Not that a candidate's shoe-leather translates directly to polling power. Democrat Kendrick Meek — who trails Rubio by a greater margin — set the pace for weekend events, with five Saturday and 10 on Sunday from Orlando to Miami Gardens in a rented car. Monday, it was four more South Florida appearances, plus three interviews.
"His schedule is always jam-packed. He's always working hard," spokesman Adam Sharon said.
At 10:45 today, former President Bill Clinton once again rallies with Meek, this time at the University of South Florida St. Petersburg, a draw his campaign estimates will attract at least 1,000 people, as Clinton did at three August events. The Meek campaign, not the Democratic Party, organized the visits, Sharon said.
"Campaigns are expected to be able to put together events," he said.
The story was different for Rubio.
After five stops Saturday with Giuliani in Sarasota and Delray Beach that attracted hundreds, the front-runner laid low.
Rubio spent Sunday with his family, as he often does, and canceled a Monday rally in Orlando. Spokesman Alex Burgos said he instead prepared for today's debate and celebrated his 12-year anniversary with his wife.
Saturday, after a week in Davie, Miami and Port St.
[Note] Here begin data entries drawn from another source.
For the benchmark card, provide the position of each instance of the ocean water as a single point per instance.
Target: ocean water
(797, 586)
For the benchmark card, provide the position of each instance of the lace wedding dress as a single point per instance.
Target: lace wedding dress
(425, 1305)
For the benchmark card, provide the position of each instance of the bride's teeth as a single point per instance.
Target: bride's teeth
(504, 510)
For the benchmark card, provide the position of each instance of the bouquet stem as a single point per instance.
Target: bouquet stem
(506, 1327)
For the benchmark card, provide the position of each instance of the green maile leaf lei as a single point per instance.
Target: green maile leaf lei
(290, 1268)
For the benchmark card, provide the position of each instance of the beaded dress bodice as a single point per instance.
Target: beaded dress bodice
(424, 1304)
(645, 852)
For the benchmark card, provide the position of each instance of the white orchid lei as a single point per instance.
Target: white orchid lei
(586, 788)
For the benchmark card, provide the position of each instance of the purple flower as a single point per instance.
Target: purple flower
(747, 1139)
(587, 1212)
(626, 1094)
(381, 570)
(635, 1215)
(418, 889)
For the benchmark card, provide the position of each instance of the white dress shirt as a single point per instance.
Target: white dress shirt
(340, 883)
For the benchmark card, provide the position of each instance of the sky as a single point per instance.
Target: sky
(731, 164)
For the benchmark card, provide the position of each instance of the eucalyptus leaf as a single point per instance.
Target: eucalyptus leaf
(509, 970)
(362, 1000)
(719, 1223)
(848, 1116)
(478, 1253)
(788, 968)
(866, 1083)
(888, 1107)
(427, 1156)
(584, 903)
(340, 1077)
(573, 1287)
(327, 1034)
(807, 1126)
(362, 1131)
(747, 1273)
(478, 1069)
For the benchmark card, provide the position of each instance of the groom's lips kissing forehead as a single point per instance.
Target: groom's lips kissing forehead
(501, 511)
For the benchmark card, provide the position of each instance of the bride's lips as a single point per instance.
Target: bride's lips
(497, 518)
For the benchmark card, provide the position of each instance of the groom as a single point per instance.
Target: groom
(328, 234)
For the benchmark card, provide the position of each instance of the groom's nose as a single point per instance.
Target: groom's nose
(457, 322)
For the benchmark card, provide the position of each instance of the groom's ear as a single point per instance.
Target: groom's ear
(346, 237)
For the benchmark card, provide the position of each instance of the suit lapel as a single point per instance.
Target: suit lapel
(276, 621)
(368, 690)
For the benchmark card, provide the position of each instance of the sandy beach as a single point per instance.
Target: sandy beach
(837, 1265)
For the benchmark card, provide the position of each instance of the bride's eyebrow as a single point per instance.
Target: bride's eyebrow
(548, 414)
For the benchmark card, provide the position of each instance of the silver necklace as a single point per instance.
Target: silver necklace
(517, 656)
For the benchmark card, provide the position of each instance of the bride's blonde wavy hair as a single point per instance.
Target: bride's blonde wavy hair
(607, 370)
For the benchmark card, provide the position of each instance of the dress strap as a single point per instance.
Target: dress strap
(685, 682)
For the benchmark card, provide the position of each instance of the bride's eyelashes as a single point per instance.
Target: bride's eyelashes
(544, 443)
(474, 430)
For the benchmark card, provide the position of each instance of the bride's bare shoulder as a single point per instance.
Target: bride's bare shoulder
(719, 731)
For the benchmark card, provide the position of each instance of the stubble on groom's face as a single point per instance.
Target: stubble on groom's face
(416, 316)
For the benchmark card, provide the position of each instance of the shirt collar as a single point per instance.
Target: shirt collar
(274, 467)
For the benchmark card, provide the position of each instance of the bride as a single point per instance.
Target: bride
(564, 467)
Lucie, he'll be back on stage with high-profile Republicans, at a GOP rally in Orlando with national chairman Michael Steele and Sarah Palin.
And there are other boosts, as well. Groups launched with help from GOP gurus Karl Rove and Ed Gillespie — American Crossroads and Crossroads Grassroots Policy Strategies — have put $2 million into mailings, TV ads and phone calls.
The most recent expense by American Crossroads was $808,869 for mailings supporting Rubio. The rest of the money has been spent on television ads and phone calls backing him or attacking Crist.
''The Washington special interests know about Marco Rubio's hundreds of millions of dollars in taxpayer-funded giveaways here in Florida, and are hoping there's more money where that came from should he win,'' said Kanner, Crist's spokesman.
Crist told UPS workers Monday that he's running "against the system."
Speaking through a portable microphone in a warehouse-style building lined with big brown trucks, the governor said, "I'm sick of parties. … It has to be for the people."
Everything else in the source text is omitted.